I have a data table that is structured like this, where I have kept track of processes. If an event occured then I marked a 1 next to it in that day, otherwise 0. I have shown the first few events here, but the real dataset has many many rows (over 500,000), with many unique process id's.
process_id date event
00001 01/01/12 0
00002 01/01/12 1
00003 01/01/12 0
... ... ...
00001 01/01/19 1
00002 01/01/19 0
00003 01/01/19 1
What I would like to know now is for each observation (row) if an event had occurred in the last year(not including the current date) for that process_id and add a column denoting the flag. Suppose that the row
00002 10/01/18 1
occured in the table, then an output table might look like
process_id date event previousEvent
00001 01/01/12 0 NA
00002 01/01/12 1 NA
00003 01/01/12 0 NA
... ... ... ...
00001 01/01/19 1 0
00002 01/01/19 0 1
00003 01/01/19 1 0
My current way of doing this is by filtering using the dplyr
toolkit, however I assume that since it is not a vectorized approach, that it may not be the most efficient way of doing things. Using the doSNOW
package for a parallelized approach, the main loop of the program looks like the following. It simply counts how many times the event occured to determine if the event happened in the last year or not. However, even this approach takes a very long time (about an hour for this many rows on my machine)

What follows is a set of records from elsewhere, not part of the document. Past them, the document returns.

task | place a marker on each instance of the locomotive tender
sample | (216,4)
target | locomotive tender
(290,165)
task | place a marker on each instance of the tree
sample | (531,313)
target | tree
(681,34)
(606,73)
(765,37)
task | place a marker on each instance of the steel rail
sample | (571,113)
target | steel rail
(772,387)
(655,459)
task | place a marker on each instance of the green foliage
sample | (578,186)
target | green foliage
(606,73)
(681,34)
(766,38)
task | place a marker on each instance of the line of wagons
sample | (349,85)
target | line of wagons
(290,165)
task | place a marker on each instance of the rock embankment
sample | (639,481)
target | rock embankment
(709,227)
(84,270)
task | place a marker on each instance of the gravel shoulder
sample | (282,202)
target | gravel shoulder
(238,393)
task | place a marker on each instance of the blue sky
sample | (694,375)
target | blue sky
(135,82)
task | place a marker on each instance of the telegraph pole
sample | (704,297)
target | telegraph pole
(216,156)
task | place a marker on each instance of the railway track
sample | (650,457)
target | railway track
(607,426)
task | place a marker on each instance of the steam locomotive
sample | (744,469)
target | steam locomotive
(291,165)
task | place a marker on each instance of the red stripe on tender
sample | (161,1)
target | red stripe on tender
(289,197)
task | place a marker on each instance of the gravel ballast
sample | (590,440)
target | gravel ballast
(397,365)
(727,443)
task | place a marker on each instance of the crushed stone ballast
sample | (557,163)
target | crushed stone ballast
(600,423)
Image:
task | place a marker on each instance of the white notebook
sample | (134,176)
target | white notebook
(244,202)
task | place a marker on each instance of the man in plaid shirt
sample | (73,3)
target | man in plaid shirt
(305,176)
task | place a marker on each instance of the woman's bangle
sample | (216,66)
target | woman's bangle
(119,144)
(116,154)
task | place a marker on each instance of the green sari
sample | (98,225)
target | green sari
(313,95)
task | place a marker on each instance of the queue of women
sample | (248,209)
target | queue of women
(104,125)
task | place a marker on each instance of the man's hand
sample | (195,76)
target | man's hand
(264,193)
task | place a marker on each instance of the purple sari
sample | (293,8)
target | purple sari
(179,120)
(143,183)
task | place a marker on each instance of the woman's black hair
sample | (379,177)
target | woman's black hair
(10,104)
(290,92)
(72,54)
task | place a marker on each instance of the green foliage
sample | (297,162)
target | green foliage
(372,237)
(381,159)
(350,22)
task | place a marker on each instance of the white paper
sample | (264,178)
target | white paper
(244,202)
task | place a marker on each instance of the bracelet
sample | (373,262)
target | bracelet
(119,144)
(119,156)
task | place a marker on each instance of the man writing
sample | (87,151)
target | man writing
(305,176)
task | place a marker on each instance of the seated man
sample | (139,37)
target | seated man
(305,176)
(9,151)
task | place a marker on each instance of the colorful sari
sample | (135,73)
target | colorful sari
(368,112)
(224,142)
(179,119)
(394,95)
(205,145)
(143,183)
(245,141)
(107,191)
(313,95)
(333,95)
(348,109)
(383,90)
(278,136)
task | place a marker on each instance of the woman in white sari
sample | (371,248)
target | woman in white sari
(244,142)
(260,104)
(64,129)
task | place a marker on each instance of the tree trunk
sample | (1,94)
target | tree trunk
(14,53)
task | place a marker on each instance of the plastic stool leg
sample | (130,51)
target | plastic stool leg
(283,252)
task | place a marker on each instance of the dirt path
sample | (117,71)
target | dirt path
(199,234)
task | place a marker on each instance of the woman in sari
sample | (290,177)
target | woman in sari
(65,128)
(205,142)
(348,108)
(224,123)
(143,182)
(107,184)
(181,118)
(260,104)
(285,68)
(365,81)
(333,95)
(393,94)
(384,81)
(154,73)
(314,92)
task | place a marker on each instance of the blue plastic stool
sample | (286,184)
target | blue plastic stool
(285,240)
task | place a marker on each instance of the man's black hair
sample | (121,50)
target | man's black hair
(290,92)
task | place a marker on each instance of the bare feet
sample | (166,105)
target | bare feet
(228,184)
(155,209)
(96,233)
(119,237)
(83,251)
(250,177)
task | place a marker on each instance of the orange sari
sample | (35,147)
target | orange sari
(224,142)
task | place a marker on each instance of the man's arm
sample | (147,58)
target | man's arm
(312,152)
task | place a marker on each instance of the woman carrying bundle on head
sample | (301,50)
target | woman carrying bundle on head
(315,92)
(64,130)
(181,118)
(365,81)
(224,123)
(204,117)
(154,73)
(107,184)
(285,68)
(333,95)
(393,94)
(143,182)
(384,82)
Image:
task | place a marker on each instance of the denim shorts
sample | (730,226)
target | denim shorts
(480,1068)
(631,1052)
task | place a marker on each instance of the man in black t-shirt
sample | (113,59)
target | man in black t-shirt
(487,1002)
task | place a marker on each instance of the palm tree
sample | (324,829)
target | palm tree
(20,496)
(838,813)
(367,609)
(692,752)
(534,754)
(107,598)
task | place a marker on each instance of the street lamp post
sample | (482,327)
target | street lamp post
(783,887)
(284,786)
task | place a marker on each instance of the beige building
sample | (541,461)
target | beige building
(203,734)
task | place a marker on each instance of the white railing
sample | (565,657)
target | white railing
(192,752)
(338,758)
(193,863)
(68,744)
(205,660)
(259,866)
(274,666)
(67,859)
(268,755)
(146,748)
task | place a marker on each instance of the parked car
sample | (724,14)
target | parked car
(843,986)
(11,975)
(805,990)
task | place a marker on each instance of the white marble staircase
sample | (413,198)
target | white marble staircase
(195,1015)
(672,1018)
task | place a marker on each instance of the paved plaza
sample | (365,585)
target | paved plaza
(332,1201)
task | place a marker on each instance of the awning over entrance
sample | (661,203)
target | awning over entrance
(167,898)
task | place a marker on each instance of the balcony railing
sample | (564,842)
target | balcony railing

result <- foreach(i = 1:nrow(data),
.options.snow=opts, .combine='rbind', .packages = 'dplyr')
%dopar%
{
d <- nrow(data%>%
filter(process_id %in% data[i,]$process_id ) %>%
filter(date>= data[i,]$LastYearDate) %>%
filter(date< data[i,]$date) %>%
filter(event > 0))
return(ifelse(d,1,0))
}
Could there be a better approach? I am pretty new with R and the many techniques to filter tables.